While we primarily manage portfolios on a long-only basis at KKRA, we are often asked about our view on hedging market exposure.
The potential benefits of hedging are clear – less volatility, less correlation to market returns, and protection in down markets. But what about the cost of hedging?
We looked at returns of an average hedge fund over the last 10 years vs. S&P 500 Index (as a proxy for a long-only strategy). While there are many different types of hedge funds out there with various strategies, many use derivatives, short selling, and other ways to “hedge” market exposure.
The table below shows that over the last 10 years the returns for an average hedge fund (as measured by Barclay Hedge Fund Index) have significantly lagged those of the broader stock market.
Interestingly, even in 2018, when the market return was negative, an average hedge fund did not provide the downside protection that one would have expected.
So, while hedging can reduce risk and volatility, it can also reduce returns, especially during the periods of strong market runs, like the one we had over the last 10 years. The cost of hedging can be an opportunity cost, but also excessive fees that could come with some hedging strategies. Over time, this cost can be significant. The chart above shows how much of the return you would have given up by applying various hedging strategies on a $1million investment vs. having long-only exposure to the market over the last 10 years.
It is also worth keeping in mind that many hedging strategies can carry “fat tail” risks. This happens when a hedging strategy does not perform as modeled during a period of real market stress or a spike in volatility.
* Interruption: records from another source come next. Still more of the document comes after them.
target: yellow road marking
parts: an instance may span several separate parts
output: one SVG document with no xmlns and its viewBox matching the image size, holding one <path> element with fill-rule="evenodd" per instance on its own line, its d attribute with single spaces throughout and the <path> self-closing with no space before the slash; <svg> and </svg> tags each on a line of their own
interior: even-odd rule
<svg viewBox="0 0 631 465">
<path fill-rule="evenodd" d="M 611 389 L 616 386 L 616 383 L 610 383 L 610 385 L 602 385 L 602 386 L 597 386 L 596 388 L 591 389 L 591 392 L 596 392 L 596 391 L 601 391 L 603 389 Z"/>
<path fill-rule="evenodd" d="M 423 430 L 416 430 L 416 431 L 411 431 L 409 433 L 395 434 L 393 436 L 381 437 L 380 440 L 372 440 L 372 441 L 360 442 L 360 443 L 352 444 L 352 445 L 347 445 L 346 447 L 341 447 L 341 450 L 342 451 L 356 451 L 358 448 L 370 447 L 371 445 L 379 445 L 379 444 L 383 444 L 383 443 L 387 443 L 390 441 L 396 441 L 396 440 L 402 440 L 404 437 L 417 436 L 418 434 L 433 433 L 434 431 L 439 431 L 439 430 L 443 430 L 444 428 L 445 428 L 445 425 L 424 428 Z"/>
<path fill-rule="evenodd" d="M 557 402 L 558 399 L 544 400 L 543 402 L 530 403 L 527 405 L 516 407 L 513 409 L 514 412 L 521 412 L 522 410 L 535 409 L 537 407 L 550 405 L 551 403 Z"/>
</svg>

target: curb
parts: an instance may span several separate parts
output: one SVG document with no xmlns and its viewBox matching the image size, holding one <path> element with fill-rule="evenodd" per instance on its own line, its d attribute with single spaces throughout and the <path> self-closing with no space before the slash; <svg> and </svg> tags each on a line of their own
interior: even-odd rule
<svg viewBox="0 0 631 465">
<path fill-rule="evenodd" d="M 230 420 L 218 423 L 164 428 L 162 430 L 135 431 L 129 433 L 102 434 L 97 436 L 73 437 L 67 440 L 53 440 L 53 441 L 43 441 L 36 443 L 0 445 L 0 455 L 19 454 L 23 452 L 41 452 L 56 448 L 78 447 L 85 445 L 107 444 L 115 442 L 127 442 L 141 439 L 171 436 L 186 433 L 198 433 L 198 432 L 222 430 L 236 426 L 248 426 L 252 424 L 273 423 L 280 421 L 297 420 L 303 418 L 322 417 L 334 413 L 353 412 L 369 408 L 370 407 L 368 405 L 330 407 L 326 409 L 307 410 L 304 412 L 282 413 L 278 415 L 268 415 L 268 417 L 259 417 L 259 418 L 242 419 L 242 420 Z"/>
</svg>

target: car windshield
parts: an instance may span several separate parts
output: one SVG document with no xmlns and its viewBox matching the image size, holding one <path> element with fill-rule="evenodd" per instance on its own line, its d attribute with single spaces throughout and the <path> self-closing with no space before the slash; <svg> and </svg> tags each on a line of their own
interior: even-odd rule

This risk can produce rare but significant capital losses. Just this year, we saw hedge fund Melvin Capital lose over 40% of investors’ money on shorting stocks.
Hedging strategies can certainly make sense for those willing to accept potentially lower returns to reduce risk and volatility. It is essential, however, to take the time to understand the strategy and the underlying risks. There are also other ways to reduce portfolio risk, which can include broader portfolio diversification and less aggressive asset class allocation.